Tuesday, April 04, 2006

Looking and Finding

When they were friendly games of chess, I used to say often to my most favoured Opponent, that he had eyes, but he did not see. It was a favourite metaphor of mine for those moments when to the opponent the game looked inscrutable, where a move revealed neither rhyme nor reason. It appeared almost a casual move, nonchalantly taken to move a piece from one benign position into another, but in chess, as in life, not many moves are actually made with such iron nerve so as to leave them possessing and yet unpossessed of meaning. To understand why a certain thing has happened, you must know its functioning, its fit and how these tie together. It is the true difference between seeing and knowing.

If you have ever read the great fictional detectives they exemplify this quality. They treat nothing as trivial or transient; they pay attention to the world and understand the meaning and significance of every gesture. This is an attribute that I find increasingly abstracted from many people who wonder through life today. We're too used to things just working, and expect too much from too little investment. If it stops working, well everyone is too busy to repair it, or find time to have a poke and prod at the issue to see what can be done to resolve it? No, now there must be an expert, his services determined either necessary or unnecessary, and the item disposed of or retained. There is no decision to invest time in discovering what can be done and perhaps applying our own ingenuity to the problem. People will persist in what they do, they will look and gaze on the majesty of the solved problem, but will never dare look at it unsolved. It is to be palmed off on another, who may use whatever tools he will. We're not bothered with this understanding malarky.


I find this distressing because in my life I have always considered myself a practical problem solver. I enjoyed the challenge of lateral thinking, to have a go at working around the obstacle that confronted me.


What is more interesting is that I feel we're heading this way in an age when the information you need is getting ever more easily accessible. Google, the Delphian Oracle of our Times, can bring answers to all questions if you would but supplicate before it a coherent question. If you would spend 15 minutes learning how to put in tags into a search engine, to cohere the difference between an 'AND' operator and an 'OR' operator in a search engine. To add and subtract terms and refine the search, you too would find all the information that I find, and so often seem to have to find for you.
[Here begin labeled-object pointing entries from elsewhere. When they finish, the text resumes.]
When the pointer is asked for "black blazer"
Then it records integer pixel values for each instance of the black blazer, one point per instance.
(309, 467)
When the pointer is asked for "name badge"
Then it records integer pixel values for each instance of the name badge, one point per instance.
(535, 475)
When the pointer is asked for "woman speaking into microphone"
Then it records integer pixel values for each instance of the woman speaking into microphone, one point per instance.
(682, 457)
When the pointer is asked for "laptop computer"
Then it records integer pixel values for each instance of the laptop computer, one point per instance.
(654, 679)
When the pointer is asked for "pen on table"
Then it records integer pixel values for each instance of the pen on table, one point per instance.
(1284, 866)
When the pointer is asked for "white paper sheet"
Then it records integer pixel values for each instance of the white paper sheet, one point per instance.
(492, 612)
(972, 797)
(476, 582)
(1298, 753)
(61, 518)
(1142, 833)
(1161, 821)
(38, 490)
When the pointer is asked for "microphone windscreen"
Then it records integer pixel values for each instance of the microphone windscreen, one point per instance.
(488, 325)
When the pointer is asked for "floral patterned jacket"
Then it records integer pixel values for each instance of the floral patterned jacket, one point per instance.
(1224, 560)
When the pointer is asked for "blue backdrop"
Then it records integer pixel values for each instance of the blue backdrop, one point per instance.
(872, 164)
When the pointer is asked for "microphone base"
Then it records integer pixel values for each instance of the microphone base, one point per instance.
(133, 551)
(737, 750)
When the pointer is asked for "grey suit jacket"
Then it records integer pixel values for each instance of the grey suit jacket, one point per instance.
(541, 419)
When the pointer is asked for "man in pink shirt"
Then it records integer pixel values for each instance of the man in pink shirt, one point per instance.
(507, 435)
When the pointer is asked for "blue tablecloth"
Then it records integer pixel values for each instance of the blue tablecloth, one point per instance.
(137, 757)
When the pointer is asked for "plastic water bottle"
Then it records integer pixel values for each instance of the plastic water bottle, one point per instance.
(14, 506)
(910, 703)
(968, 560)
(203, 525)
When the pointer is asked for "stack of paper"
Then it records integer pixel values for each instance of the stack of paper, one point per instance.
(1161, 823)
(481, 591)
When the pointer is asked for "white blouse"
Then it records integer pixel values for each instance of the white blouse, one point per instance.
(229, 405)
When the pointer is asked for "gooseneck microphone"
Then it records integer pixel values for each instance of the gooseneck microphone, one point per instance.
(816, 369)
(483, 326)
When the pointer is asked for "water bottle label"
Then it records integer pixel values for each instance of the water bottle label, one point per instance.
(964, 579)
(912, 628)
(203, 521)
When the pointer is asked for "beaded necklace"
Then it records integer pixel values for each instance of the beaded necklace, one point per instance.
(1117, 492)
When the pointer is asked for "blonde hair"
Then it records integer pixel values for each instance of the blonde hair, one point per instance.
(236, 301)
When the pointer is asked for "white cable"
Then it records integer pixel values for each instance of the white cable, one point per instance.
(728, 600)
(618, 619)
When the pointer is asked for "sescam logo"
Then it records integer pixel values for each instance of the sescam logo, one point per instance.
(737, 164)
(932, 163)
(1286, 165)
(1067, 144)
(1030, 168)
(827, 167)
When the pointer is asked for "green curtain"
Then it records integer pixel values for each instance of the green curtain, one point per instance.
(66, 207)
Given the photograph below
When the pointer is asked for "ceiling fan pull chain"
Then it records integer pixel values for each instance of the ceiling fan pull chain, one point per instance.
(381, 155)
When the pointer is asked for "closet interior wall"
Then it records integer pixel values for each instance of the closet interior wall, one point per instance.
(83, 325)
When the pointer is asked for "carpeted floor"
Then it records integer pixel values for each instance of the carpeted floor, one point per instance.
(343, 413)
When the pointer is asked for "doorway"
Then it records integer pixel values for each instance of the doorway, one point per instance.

A lot of information, of the power of knowledge, is to know where to find what you need. You have to know how to look, and increasingly I feel people do not know how to look. Such trends can only be sad, that people feel so un-empowered by knowledge that they will not go out of their way to acquire it, even when it might be useful, must surely be a disappointment.

2 comments:

Anonymous said...

your post reminded me of what i recently ready in immortality, by kundera:
imagology is stronger than reality, which has anyway long ceased to be what it was for my grandmother, who lived in a Moravian village and still knew everything through her own experience: how bread is baked, how a house is built, what quilts are made of, what the priest and schoolteacher think about the world; she had, so to speak, personal control over reality, and nobody could fool her by maintaining that Moravian agriculture was thriving when people at home had nothing to eat.

Anonymous said...

I think we are being spoilt by the "experts". Whenever someone designs a product today, it must be "user-friendly", which sometimes means the user shouldn't have to think to be able to use it. The result is that we stop thinking when we use these things and just expect them to perform their magic. And when things go wrong, we can't do anything about it because we never knew how the "magic" is performed.